Şimdi şunu merak ediyorum; acaba 12. Yüzyıldan itibaren yani Türkler tarafından fethedildikten sonra Şuhut ve çevresinde, hangi halk ozanları, dervişler, abdallar, aşıklar yetişti? Bizim Yunus’larımız, Taptuk Emre’lerimiz kimlerdi? Selçukluların yıkılmasından sonra Beylikler döneminde, özellikle Germiyanoğulları devrinde Şuhut ”Altın çağını” yaşamıştır. Germiyan Beyi 2.Yakup Çelebi, henüz beyliğin başına geçmediği yıllarda Uşak ve Şuhut’ta valilik yapmış, Şuhut,Seydi Köyü ve Hallaç’da medreseler kurmuştur.Yakup Çelebi’nin Şuhut’la çok yakın ve kıymetli bir bağı vardır. Hatta mezarının Şuhut’ta olduğunu (Seydi Köyü’nde) iddia eden kimi ilim adamları mevcuttur. Germiyanoğulları; sürekli siyasi çalkantılar yaşayan, istikrarsız bir görünüme sahip olsa da kültüre, sanata, ilme, edebiyata değer veren bir beyliktir. Şeyhoğlu Mustafa, Ahmedi, Ahmedi Dai, Şeyhi, Şeyhoğlu Sinan gibi önemli şairler yetiştiren Germiyan Beyliği acaba Şuhut’ta kimlerin yetişmesini sağladı? 2.Yakup Çelebi’nin ömrünün önemli bir kısmını Şuhut’ta geçirdiği, kalem ve kelam erbabıyla sohbet etmekten zevk aldığı, ilim meclislerine devam ettiği gerçeğinden hareket edersek; o günün atmosferinde Şuhut’ta neler yaşandı, kimler yetişti, ne eserler verildi, doğrusu çok merak ediyorum. (Belki yeri değil ama, Şuhut’a gelen Evliya Çelebi Büyük Cami’den Germiyan Camii diye bahsediyor. Bildiğimiz kadarıyla Büyük – Cami 1415 yılında Hamza Paşa tarafından yaptırıldı. Evliya Çelebi 1660’lı yıllarda Şuhut’a gelmiş olduğuna göre niye Büyük Cami’den Germiyan Camii diye bahsediyor? Büyük Cami (Ulu Cami-Cami’i Kebir) hakkında ciddi soru işaretleri var. İleride fırsat bulursak yazacağız)

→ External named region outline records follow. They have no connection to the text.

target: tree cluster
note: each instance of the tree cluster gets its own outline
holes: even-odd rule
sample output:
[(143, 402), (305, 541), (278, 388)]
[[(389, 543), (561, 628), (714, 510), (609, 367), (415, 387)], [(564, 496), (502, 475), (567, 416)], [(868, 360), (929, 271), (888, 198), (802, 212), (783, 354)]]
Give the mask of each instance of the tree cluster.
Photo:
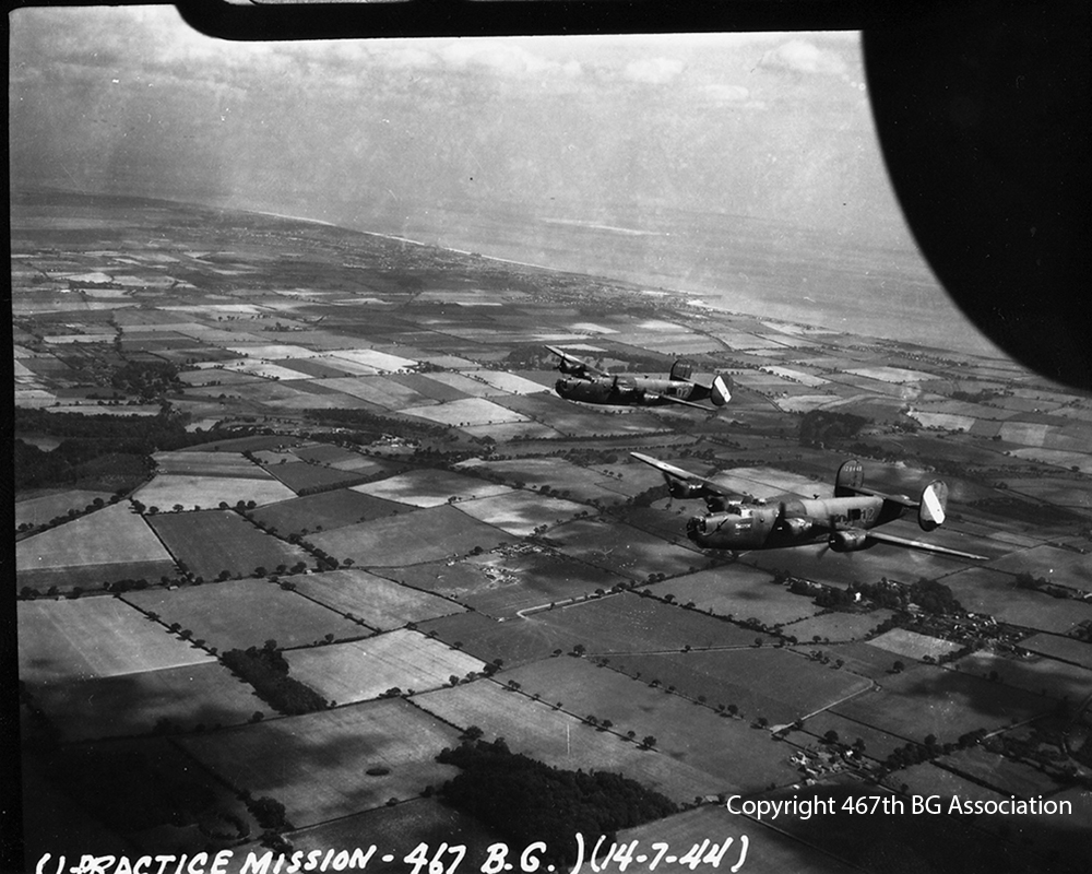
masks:
[(275, 645), (228, 650), (221, 660), (253, 686), (259, 698), (282, 713), (295, 716), (327, 708), (325, 700), (314, 689), (288, 676), (288, 662)]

Şuhut ve civarında Osmanlı hakimiyeti 15. Yüzyıldan itibaren pekişti. O dönem Şuhut’ta ”Davud Medresesi” adıyla büyük bir ilim merkezi bulunmaktaydı. İlçede 10 tane zaviye mevcuttu. Osmanlı döneminde Şuhut’ta zengin bir kültür hayatı olduğunu, pek çok alim, devlet adamı, komutan ve sanatkarın yetiştiğini biliyoruz. Beyani, Şuhudi, Hamza Vusuli, Hasan Şuhudi gibi bir çok divan şairinin eserler verdiğini ve şöhret bulduğunu görüyoruz. Bunlara ilave olarak özellikle hattat ve müstansih (matbaa olmadığı için eserler tek tek çoğaltılıyordu) olarak tanınan pek çok Şuhutlu olduğunu tespit ediyoruz. Burada ismini mutlaka anmamız gereken bir divan şairi de Mehmet Niyazi’dir. Aslen Afyonkarahisarlı olan Mehmet Niyazi 1847 yılında İstanbul’a giderek müderris oldu. Afyon’a dönüp kardeşi Hasan Efendi ile beraber Şuhut Seydi Köyündeki Seydi Sultan Zaviyesinde müderrislik yaptı.1868 yılında Galatasaray Sultanisi’ne tayin oldu. 1872 yılında vefat etti. Ölümünden sonra arkadaşları bir araya gelip şiirlerini bir kitap halinde bastırdı. Dönemin en beğenilen şairleri arasında gösterildi. Yine Şuhutlu olmamakla beraber sık sık ilçemize gelen, dost meclislerine katılan iki şairden bahsetmemiz gerekiyor; Ciloğlu Deli Bekir ve Adanalı Ziya. Her iki şair de hiciv tarzı şiirler yazan, sivri dilli, sosyal problemlere parmak basan, sözünü sakınmaz kişilerdi. Yazdıkları şiirler yüzünden devlet adamlarının tepki gösterdiği, halkın ise dışladığı bu iki şair; tansiyonun yükseldiği günlerde yani Afyonkarahisar’da barınamadıkları dönemlerde Şuhut’a sığınırlardı. Şuhutlu zenginlerin Deli Bekir’le Adanalı Ziya’ya sahip çıkmaları, ilçemizin o yıllarda bile bir ”hoşgörü beldesi” olduğunun ispatıdır. Eski müftülerden müderris Ali Agah Timurtaş’ın divan şiirleri yazdığı hatta bir kitabının olduğu ifade edilmektedir. Şuhut’un manevi mimarlarından olan Ali Agah Timurtaş’ın binlerce kitaptan oluşan zengin kütüphanesi maalesef kayıptır.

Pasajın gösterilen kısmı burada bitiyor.